Third is the shame of being perceived as lost in the city. The attachment of the Luo and Luhya people to their rural roots is simply legendary. It brings huge shame and ostracization to parents for their male children to be categorized as “lost.” Culturally among these Western Kenya communities, male children are still considered as the heirs to their fathers’ thrones. So, their long absence from home may attract some unscrupulous neighbors to try to disinherit the families of their ancestral lands.


Other Kenyan communities, especially those who live near urban areas have huge advantages of being able to visit their rural homes as frequently as they wish. They also have the benefit of high income income urban dwellers who create effective demands for their goods and services. Hence, they can easily turn their ancestral lands into commercial farms since the market for their produce is assured. Besides, due to interactions with immigrant culture, these communities no longer have strong attachments to their cultural roots.

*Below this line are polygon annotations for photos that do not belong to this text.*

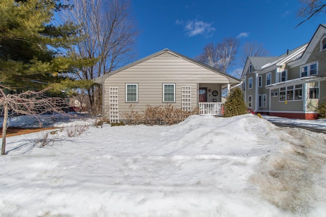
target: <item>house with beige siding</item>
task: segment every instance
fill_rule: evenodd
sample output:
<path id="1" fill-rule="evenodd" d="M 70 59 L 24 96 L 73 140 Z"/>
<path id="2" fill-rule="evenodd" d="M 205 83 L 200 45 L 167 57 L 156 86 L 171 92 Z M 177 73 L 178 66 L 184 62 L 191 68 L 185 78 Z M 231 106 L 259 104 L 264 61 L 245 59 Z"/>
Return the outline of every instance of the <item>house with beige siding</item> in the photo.
<path id="1" fill-rule="evenodd" d="M 326 25 L 319 25 L 309 43 L 279 56 L 248 57 L 241 80 L 254 113 L 316 118 L 326 99 Z"/>
<path id="2" fill-rule="evenodd" d="M 130 106 L 172 104 L 201 114 L 222 115 L 222 90 L 241 81 L 195 59 L 161 50 L 94 80 L 102 86 L 103 115 L 112 122 L 125 119 Z"/>

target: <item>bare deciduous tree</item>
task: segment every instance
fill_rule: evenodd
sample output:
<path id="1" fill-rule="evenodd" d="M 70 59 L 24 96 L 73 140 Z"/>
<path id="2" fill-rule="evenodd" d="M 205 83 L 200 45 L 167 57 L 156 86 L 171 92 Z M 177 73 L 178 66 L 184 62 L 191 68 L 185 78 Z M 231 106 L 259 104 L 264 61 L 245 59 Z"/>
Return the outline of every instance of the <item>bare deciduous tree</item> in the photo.
<path id="1" fill-rule="evenodd" d="M 258 44 L 257 42 L 253 43 L 246 42 L 242 47 L 241 54 L 241 64 L 243 66 L 246 64 L 246 61 L 248 56 L 266 56 L 269 52 L 263 47 L 262 44 Z"/>
<path id="2" fill-rule="evenodd" d="M 231 37 L 223 39 L 216 46 L 213 43 L 208 44 L 197 59 L 225 73 L 234 64 L 239 43 L 237 39 Z"/>
<path id="3" fill-rule="evenodd" d="M 326 12 L 326 3 L 324 0 L 300 0 L 300 2 L 297 15 L 304 18 L 304 20 L 295 27 L 312 17 L 318 16 L 320 13 Z"/>
<path id="4" fill-rule="evenodd" d="M 0 109 L 4 114 L 2 129 L 1 155 L 5 154 L 6 136 L 9 112 L 29 115 L 36 115 L 48 112 L 64 113 L 63 109 L 67 107 L 64 99 L 47 97 L 44 92 L 49 88 L 39 91 L 28 90 L 21 94 L 8 94 L 5 89 L 9 87 L 0 84 Z"/>
<path id="5" fill-rule="evenodd" d="M 79 79 L 93 79 L 129 63 L 138 35 L 131 17 L 128 0 L 70 0 L 72 10 L 65 11 L 62 19 L 80 26 L 84 38 L 77 52 L 84 58 L 96 58 L 96 64 L 83 68 Z M 96 87 L 87 90 L 93 107 Z M 98 97 L 99 100 L 99 97 Z"/>

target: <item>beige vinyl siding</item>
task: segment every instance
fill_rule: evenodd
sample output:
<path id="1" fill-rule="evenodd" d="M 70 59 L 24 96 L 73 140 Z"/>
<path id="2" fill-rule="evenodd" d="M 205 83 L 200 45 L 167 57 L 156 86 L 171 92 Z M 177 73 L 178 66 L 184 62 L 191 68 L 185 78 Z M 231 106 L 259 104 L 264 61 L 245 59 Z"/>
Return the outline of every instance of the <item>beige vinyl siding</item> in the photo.
<path id="1" fill-rule="evenodd" d="M 139 112 L 146 106 L 165 105 L 163 103 L 163 84 L 175 84 L 175 102 L 171 104 L 181 108 L 182 86 L 191 86 L 192 106 L 197 107 L 198 84 L 227 83 L 229 80 L 224 76 L 187 61 L 177 56 L 165 53 L 113 74 L 105 80 L 104 106 L 108 103 L 108 87 L 119 87 L 119 107 L 120 116 L 128 111 L 130 104 Z M 138 84 L 138 102 L 125 102 L 125 84 Z M 218 86 L 220 86 L 219 85 Z M 220 93 L 220 90 L 218 90 Z M 123 118 L 121 118 L 123 119 Z"/>

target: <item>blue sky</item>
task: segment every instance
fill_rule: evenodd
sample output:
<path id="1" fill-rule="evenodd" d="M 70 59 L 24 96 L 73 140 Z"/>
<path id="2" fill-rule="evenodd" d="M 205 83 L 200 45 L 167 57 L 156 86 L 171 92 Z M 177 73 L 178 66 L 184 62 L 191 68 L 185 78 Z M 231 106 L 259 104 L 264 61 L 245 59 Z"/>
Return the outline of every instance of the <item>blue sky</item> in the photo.
<path id="1" fill-rule="evenodd" d="M 137 59 L 164 48 L 191 58 L 206 44 L 238 37 L 278 56 L 308 42 L 326 14 L 295 28 L 298 0 L 131 0 L 141 33 Z"/>

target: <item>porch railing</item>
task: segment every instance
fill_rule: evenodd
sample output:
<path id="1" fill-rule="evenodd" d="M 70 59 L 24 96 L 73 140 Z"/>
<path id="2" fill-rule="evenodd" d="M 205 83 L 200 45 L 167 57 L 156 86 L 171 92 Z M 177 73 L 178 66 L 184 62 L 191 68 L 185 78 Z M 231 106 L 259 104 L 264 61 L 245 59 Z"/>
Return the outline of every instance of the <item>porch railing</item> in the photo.
<path id="1" fill-rule="evenodd" d="M 222 116 L 224 112 L 223 103 L 199 103 L 199 114 Z"/>

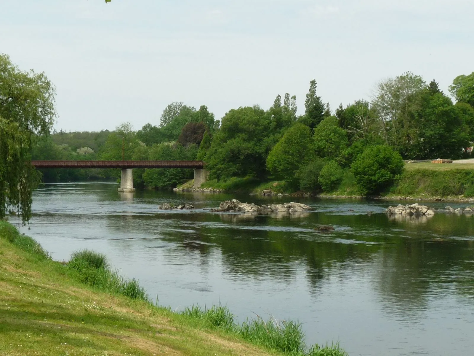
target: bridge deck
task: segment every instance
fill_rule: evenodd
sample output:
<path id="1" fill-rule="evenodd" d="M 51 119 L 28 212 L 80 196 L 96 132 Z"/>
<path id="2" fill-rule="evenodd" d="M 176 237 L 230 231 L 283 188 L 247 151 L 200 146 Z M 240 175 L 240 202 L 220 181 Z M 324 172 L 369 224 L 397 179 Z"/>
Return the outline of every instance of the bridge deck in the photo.
<path id="1" fill-rule="evenodd" d="M 36 168 L 193 168 L 202 161 L 31 161 Z"/>

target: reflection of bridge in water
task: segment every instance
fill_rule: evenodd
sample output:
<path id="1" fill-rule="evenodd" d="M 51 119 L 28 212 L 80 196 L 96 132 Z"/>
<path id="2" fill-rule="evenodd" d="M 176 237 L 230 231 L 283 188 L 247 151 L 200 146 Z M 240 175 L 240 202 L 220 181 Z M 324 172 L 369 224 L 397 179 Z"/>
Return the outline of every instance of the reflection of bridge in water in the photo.
<path id="1" fill-rule="evenodd" d="M 133 168 L 191 169 L 194 170 L 195 187 L 206 181 L 207 174 L 202 161 L 31 161 L 35 168 L 119 168 L 122 169 L 119 192 L 134 192 Z"/>

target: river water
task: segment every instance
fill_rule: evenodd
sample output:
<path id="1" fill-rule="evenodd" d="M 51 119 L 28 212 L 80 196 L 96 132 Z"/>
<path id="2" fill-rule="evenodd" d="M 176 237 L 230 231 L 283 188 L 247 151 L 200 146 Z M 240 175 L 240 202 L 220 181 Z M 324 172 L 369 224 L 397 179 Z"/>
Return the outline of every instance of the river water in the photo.
<path id="1" fill-rule="evenodd" d="M 389 202 L 118 187 L 47 185 L 34 194 L 29 230 L 20 230 L 55 260 L 86 248 L 106 253 L 173 310 L 220 303 L 241 321 L 297 319 L 308 343 L 339 342 L 351 356 L 474 355 L 474 216 L 392 219 L 383 213 Z M 300 201 L 315 211 L 250 217 L 206 210 L 232 198 Z M 158 210 L 165 202 L 197 208 Z M 318 224 L 336 231 L 318 233 Z"/>

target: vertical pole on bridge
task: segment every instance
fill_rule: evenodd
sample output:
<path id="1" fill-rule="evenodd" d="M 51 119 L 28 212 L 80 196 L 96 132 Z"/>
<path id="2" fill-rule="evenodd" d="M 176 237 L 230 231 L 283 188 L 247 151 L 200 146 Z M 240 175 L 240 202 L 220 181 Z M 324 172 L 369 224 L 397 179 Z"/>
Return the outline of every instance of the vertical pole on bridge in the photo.
<path id="1" fill-rule="evenodd" d="M 122 169 L 118 191 L 125 192 L 135 191 L 135 188 L 133 187 L 133 170 L 131 168 Z"/>

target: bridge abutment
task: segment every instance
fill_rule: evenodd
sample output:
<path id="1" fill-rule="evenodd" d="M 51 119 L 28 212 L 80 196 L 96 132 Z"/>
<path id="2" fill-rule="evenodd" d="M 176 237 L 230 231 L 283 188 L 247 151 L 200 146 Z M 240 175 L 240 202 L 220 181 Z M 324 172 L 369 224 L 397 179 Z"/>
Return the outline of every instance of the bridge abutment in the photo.
<path id="1" fill-rule="evenodd" d="M 209 172 L 204 169 L 194 169 L 194 184 L 193 188 L 201 187 L 201 184 L 203 183 L 209 178 Z"/>
<path id="2" fill-rule="evenodd" d="M 120 175 L 119 192 L 134 192 L 133 187 L 133 170 L 131 168 L 122 168 Z"/>

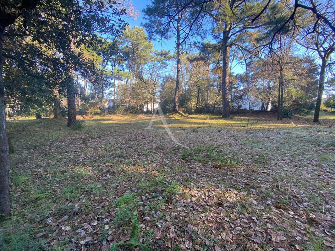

There is therefore, no strong allure to visit home over the Christmas period. In any case, the relatives can easily come over to the city, if need be, to join their kin for Christmas celebrations.


The discussions that Kenyans are now having is whether the sort of transportation nightmare that was witnessed along the Nairobi Naivasha road during the weekend preceding the Christmas week was actually necessary.

There are two lingering questions. One, is why must those who can afford to visit home frequently create traffic snarl-ups on the roads just because of Christmas? Two, why must every one travel on the same day at the same time thereby inconveniencing everyone? Beyond being an effort to join the rural folks in cultural celebrations, there is a huge behavioral problem among these people.

Every one wants to get home as fast as possible, and in the process, they break the very basic traffic rule of staying on one’s lane. Once everyone tries to overlap on the road, a gridlock is created, and everyone, including young children using public transport, are kept on the road, desperate, hungry and cursing, for hours on end. This unique Kenyan spectacle looks like the annual migration of the wildebeest from Serengeti in Tanzania across the Mara River in Kenya.


Many netizens have been accusing the government for neglecting the plight of common commuters plying the Nairobi/Naivasha road. What is the government supposed to do to citizens who are fully aware that their behavior will definitely lead to a gridlock on the road, but they still go ahead and overlap? This is a typical selfish mindset, where everyone wants everything for themselves.

It is reflective of post-independence leadership practices in Africa where the “big man” saw all the resources of the country as his own, and utilized them as such. The laws of the land were changed to legitimize and protect this gluttonous behavior by “leaders”. So, citizens have adopted the “everyone for themselves, and God for us all” attitude. It will take leadership from the top to have a change of mindset in order for things to get better at the bottom.


Meanwhile, the annual migration of Kenyans to the rural villages over Christmas holidays will continue, and the gridlock on the roads will persist until there is a change in mindset. When that change in mindset will occur – if ever it will occur – it is only God who knows.


May the New Year 2025 bring great tidings to all our families.